Escolher a cor do carro. Parece uma decisão simples. Mas, se levado em conta que nem todo mundo se contenta com o mix padrão composto de preto, prata, cinza e branco, notadamente os que mais vendem, encontrar uma cor diferente pode ser uma tarefa complicada. Há quem goste de carros de tonalidades berrantes e são poucos modelos que oferecem essa opção no mercado.
Até algumas semanas atrás esse era o dilema do videografista Francisco José Franco, de 29 anos. Cansado das cores convencionais, pois teve um carro branco e outro prata, resolveu escolher uma tonalidade berrante: amarelo citrus.
''Na hora que vi o carro, gostei. Se o designer projetou daquela cor foi porque alguém achou bonito. Isso envolve pesquisa. Ninguém vai lançar um carro para o Brasil inteiro sem mapear o mercado'', contextualiza Franco, que agora circula pelas vias e avenidas de Londrina no seu Novo Uno amarelo citrus.
Segundo dados da empresa DuPont, fabricante líder no mercado de tintas automotivas, o videografista compõe o grupo das exceções. As cores tradicionais são maioria esmagadora. A tonalidade prata lidera o ranking 2010 marcando presença em 26% dos carros vendidos no mundo todo. No Brasil, a cor também ocupa o topo da lista com 34%. O segundo colocado é o preto, presente em 24% dos carros tanto no Brasil quanto no cenário mundial.

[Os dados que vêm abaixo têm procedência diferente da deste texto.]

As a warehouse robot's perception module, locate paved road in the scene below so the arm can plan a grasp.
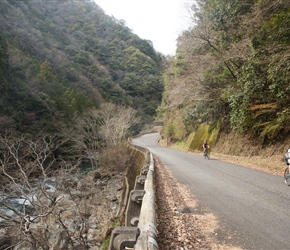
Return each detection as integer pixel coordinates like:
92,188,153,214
133,133,290,250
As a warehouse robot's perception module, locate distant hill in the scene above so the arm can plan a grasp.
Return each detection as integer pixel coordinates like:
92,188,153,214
0,0,164,132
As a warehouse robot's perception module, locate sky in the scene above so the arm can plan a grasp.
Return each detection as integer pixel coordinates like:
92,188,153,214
94,0,193,55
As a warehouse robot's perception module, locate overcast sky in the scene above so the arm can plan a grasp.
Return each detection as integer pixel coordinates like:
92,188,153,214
94,0,193,55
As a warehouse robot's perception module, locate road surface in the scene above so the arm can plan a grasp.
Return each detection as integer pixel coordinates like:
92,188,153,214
133,133,290,250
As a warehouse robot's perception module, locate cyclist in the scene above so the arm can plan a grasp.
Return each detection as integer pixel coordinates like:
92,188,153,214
202,140,210,157
285,147,290,170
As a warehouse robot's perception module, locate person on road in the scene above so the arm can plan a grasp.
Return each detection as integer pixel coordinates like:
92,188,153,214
285,147,290,172
202,140,210,158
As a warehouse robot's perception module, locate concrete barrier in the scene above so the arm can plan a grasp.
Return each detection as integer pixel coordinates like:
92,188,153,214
109,144,158,250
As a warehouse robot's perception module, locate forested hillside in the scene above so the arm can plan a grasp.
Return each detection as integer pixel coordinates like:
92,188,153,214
0,0,163,135
159,0,290,145
0,0,165,250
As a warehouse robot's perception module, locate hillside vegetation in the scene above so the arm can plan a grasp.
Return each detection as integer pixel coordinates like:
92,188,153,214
0,0,164,136
158,0,290,147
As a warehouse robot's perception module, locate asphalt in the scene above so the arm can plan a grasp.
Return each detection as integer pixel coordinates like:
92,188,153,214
133,133,290,250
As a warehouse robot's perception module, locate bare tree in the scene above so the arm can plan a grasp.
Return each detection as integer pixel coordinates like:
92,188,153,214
0,133,88,250
98,103,139,145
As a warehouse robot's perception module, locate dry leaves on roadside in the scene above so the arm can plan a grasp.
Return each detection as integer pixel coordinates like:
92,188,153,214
155,158,241,250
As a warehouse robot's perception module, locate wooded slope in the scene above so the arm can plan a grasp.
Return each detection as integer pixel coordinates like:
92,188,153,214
159,0,290,145
0,0,163,135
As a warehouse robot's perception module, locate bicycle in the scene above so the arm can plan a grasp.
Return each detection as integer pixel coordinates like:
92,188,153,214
284,166,290,186
203,149,210,159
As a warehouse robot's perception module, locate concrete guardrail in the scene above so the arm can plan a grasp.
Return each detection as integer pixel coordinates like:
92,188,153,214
109,144,158,250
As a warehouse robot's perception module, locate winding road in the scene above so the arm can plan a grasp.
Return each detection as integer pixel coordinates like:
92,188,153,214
133,133,290,250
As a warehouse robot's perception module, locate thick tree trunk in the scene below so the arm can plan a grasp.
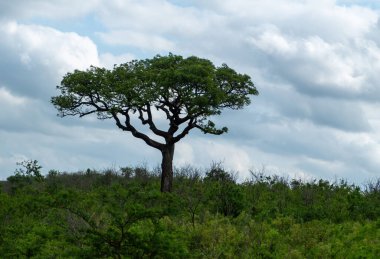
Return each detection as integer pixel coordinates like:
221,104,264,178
161,144,174,192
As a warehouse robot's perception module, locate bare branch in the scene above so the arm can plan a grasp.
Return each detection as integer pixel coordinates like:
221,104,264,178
111,109,164,150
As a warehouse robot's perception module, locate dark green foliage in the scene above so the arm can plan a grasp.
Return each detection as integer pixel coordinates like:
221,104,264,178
51,54,258,192
0,164,380,258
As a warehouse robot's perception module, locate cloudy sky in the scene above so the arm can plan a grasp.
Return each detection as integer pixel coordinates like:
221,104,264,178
0,0,380,184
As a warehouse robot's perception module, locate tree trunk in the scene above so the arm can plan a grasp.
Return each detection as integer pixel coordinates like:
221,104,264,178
161,144,174,192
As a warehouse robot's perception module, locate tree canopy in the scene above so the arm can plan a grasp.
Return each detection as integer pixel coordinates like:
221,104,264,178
52,54,258,192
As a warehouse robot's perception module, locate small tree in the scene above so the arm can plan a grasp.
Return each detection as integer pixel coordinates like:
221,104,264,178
51,54,258,192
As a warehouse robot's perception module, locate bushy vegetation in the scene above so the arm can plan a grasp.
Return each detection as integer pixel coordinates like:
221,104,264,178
0,161,380,258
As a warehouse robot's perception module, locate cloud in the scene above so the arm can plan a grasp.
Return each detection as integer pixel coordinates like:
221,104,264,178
0,22,99,100
0,0,380,183
98,30,175,52
0,0,101,19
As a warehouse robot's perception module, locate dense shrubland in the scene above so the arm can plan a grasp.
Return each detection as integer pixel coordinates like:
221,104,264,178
0,161,380,258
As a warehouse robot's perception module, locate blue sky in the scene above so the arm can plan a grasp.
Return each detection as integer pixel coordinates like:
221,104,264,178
0,0,380,184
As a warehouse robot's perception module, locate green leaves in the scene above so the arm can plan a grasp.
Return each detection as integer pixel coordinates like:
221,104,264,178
51,54,258,142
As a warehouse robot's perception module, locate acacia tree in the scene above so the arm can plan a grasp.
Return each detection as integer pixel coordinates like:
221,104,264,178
51,54,258,192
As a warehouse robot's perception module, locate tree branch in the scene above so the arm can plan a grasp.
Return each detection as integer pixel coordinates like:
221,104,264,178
111,109,164,150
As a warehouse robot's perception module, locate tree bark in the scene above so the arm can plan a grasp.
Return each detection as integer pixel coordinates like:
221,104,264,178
161,144,174,192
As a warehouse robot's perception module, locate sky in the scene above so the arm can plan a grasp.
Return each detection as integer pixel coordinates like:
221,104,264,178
0,0,380,184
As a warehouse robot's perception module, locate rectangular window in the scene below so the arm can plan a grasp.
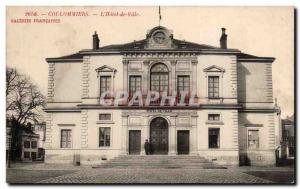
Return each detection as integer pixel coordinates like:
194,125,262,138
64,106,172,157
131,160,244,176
100,76,111,95
60,129,72,148
208,76,219,98
24,141,30,148
208,114,220,121
99,114,111,121
31,152,36,160
177,75,190,93
24,152,30,159
129,76,142,96
248,130,259,149
99,127,110,147
208,128,220,148
31,141,37,148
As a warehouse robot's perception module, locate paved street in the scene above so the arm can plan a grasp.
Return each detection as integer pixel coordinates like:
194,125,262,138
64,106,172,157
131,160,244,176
7,164,294,184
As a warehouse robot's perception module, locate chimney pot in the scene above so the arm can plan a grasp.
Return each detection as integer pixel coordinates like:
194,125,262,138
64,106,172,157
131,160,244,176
220,28,227,49
93,31,100,50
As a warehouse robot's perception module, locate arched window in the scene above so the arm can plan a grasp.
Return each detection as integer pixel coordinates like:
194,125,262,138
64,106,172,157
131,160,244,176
150,63,169,93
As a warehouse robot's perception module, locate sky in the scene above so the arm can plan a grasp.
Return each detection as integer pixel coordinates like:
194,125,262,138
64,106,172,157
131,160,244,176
6,6,294,118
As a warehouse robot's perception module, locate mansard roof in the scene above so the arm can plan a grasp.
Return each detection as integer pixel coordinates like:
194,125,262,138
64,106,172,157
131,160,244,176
46,26,274,62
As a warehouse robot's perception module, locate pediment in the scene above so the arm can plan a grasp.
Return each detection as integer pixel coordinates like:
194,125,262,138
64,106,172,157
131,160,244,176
145,26,175,49
203,65,225,72
96,65,116,72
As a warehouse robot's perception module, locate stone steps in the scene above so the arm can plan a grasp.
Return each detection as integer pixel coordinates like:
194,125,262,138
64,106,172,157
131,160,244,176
93,155,225,169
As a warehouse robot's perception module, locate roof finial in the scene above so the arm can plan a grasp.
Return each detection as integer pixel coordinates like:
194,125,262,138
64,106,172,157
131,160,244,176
158,6,161,26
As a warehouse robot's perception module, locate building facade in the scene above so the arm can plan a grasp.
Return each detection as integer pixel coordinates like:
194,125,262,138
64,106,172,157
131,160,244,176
45,26,279,165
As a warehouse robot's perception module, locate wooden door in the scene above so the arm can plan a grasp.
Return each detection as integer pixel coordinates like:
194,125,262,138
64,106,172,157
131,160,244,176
150,117,169,154
129,130,141,154
177,130,190,155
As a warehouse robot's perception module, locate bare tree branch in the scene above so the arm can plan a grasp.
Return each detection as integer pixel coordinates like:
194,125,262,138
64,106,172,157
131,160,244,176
6,68,46,124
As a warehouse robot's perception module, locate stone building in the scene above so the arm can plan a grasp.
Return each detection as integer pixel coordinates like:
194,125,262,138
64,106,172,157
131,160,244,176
45,26,279,165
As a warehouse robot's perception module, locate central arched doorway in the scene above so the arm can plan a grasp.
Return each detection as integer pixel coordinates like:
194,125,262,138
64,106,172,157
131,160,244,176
150,117,169,154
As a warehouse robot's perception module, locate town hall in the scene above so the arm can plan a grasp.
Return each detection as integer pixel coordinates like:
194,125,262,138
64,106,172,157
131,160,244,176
45,26,280,165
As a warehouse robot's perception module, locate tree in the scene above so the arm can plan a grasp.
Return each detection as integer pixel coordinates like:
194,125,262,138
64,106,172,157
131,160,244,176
6,67,46,167
6,68,46,125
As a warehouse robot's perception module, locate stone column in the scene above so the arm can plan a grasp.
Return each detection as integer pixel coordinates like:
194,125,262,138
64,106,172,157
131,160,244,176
142,60,150,95
169,60,177,94
121,115,128,155
191,60,198,96
190,114,198,155
141,116,150,155
123,60,129,91
168,115,177,155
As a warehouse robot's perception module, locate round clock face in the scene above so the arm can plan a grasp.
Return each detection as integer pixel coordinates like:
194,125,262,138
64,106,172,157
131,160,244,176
153,32,166,43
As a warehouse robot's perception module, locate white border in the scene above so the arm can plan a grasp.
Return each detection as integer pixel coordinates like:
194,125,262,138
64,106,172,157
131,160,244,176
0,0,300,189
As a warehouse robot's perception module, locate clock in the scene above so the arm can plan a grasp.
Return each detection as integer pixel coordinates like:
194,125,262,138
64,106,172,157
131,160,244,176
153,32,166,44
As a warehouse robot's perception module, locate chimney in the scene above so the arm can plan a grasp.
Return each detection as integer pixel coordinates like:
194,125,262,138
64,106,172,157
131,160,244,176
220,28,227,49
93,31,100,50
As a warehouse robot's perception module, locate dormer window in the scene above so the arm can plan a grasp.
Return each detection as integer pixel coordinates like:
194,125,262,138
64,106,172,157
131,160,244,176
96,65,117,96
203,65,225,99
100,76,111,96
150,63,169,93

Na sequência, as cores branco, branco pérola e cinza dividem a terceira posição com 16% em âmbito global. No Brasil, o branco é o terceiro colocado com 13% (veja infográfico).
Franco observa que em países como Europa e Estados Unidos a presença de carros coloridos nas ruas é mais frequente. Mas mesmo assim números da Dupont mostram que cores mais alegres como vermelho (6%), azul (5%), marrom (3%), verde (2%) e o amarelo (1%) estão bem abaixo da média das tonalidades clássicas.
Para Viviane Aiex, mestre em Engenharia da Produção, nenhuma estatística é capaz de explicar ou justificar o gosto de clientes, mesmo que tenha a capacidade de mensurar. Mas ela observa que hoje em dia as pessoas estão ousando mais, inclusive no mercado automotivo. ''É igual a moda. Não existe uma mudança muito brusca, mas aos poucos elas vão surgindo'', argumenta.
A especialista acredita que ''as percepções de cor variam de acordo com a personalidade das pessoas''. ''Elas sofrem influências de suas experiências, conhecimentos anteriores, ambiente e cultura. Dependendo de onde você vive e está inserido, vai ter um gosto que combina com isso'', exemplifica.
E talvez essa seja a justificativa para a decisão de Francisco José Franco. Todos os números e conselhos que possuem influência, sobretudo em negociações futuras de mercado não intimidaram sua escolha. Ele acredita que às vezes é necessário deixar de lado a máxima ''se pautar pelo que os outros pensam'', fugir das convenções e assumir o próprio estereótipo. ''Acho que por isso (assumir o estereótipo) foi importante escolher uma cor não convencional. Ninguém que me conhece esperaria que comprasse um carro branco ou preto novamente. Essa mudança já era esperada'', argumenta.
Mas não foi apenas o amarelo citrus que influenciou na hora de assinar os contratos e fechar o negócio. As formas arredondadas e o ar modernoso do Novo Uno tiveram papel decisivo. ''É o 'carro design' da faixa de preço que eu podia comprar, se comparado com Smart, Fiat 500 ou Mini Cooper, que custam acima de R$ 80 mil. Levando em conta um carro com design diferenciado foi a única opção que encontrei'', afirma.